None of this is necessary. Doctors' Hippocratic Oaths include pledges to help patients regardless of their ability to pay. If Hippocratic Oaths were enforceable (whether by government, or by non-state-actor contract enforcement agencies), then doctors who agree to abide by that oath would not legally be free to decide whether to turn patients away.
If that happened, and if the parts of Obamacare that violate the Constitution were repealed, then patients wouldn't need health insurance companies. Not only that, but our supposedly caring government wouldn't even force patients to trade with health insurance companies. Without the Individual Mandate, government couldn't force us to buy from these companies; and without the Individual Mandate, there would be no need for government to force companies to accept us.
          Remember, this is the same government that is limiting people's choices about what kind of medications they can try to save their own lives, taxing profits and sales of medical devices (raising prices and increasing malpractice lawsuits in the process), and enforcing medical patents for overly lengthy time periods in order to benefit Big Pharma (which makes the problem of availability of medical devices worse).
Meanwhile, the Third World suffers from disease, and Americans aren't allowed to buy cheaper drugs that imitate the patented ones, from Canada or Mexico. Figures in liberal media that "open borders is a Koch brothers proposal" so that we won't become aware of the hazardous effects that state and national borders have on the affordability and variety of consumer goods (medications and medical devices included). There are plenty of changes to health policy that would be more appropriate than six of the seven major provisions of P.P.A.C.A..
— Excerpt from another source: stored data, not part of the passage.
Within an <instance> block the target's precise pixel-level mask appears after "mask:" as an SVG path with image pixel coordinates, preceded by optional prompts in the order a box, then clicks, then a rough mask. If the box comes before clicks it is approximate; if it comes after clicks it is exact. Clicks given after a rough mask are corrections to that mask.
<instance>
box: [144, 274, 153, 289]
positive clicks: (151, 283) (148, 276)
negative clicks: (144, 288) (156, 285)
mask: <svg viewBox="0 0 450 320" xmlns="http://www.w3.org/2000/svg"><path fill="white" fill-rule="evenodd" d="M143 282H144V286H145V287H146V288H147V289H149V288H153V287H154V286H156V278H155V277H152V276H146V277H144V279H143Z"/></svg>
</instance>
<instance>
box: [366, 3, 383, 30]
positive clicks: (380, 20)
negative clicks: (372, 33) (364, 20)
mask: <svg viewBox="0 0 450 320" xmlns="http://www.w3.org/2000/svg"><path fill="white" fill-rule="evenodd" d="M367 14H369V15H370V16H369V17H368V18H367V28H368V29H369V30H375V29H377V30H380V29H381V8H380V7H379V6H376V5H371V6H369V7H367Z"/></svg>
          I oppose the Pre-Existing Conditions provision because it takes away a valuable freedom - the right of the insurance company to deny coverage - without compensating them for this takings, and without allowing individual insurance companies to refuse or opt-out. If the Supreme Court had ruled the other way, this takings would be seen as the extrajudicial theft that it constitutionally is.
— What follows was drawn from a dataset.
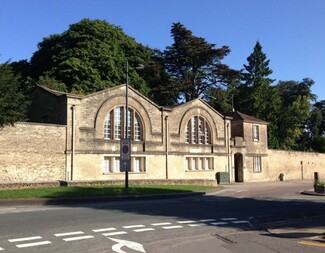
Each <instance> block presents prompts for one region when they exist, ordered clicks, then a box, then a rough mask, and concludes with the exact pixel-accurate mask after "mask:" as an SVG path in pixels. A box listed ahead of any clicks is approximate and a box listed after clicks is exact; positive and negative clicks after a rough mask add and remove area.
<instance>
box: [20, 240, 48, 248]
mask: <svg viewBox="0 0 325 253" xmlns="http://www.w3.org/2000/svg"><path fill="white" fill-rule="evenodd" d="M46 244H51V242H50V241H42V242H33V243H25V244H18V245H16V247H18V248H27V247H34V246H40V245H46Z"/></svg>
            Barack Obama's signature piece of legislation was a failure and a waste of public attention and money. In my opinion, about eighty-five percent of the Patient Protection and Affordable Care Act has absolutely no constitutional or economic merit to it. I believe that it has only served to make the health care and insurance industries more complicated (both for its employees and for patients); more plagued with financial and procedural problems; and less compatible with civil liberties, due process of law, the right of private property, and a federal government that enforces strictly limited intellectual property rights laws, and obeys suggestions by the framers about what kind of taxes are permissible and why.
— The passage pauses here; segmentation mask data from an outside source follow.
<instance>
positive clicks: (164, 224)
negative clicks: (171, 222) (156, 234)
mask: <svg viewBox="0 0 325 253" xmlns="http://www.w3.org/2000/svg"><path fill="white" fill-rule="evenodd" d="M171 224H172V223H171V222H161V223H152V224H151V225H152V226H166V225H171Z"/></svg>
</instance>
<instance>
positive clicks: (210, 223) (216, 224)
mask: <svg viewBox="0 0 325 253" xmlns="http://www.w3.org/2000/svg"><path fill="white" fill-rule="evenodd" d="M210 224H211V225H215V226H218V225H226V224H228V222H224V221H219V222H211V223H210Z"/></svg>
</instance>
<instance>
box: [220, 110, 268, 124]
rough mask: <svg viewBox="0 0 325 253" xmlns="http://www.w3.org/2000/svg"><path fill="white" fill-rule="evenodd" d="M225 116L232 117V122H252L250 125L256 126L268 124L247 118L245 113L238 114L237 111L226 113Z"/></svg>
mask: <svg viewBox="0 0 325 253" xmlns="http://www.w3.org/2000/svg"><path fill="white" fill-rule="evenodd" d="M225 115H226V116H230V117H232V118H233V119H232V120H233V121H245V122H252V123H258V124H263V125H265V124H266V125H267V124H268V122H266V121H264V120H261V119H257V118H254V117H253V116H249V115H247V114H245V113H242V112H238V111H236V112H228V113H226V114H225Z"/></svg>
           We should be allowing more people to buy insurance, not forcing people to do so. If young people are allowed to stay on their parents' insurance until they're 26, that's fine, because that's freedom. It would not be freedom if they were ordered to stay on their parents' plans. For the same reason, government allowing denial of coverage is a freedom, while government forcing you to be covered by compelling you to buy, is the opposite of freedom; it is command-and-control economics.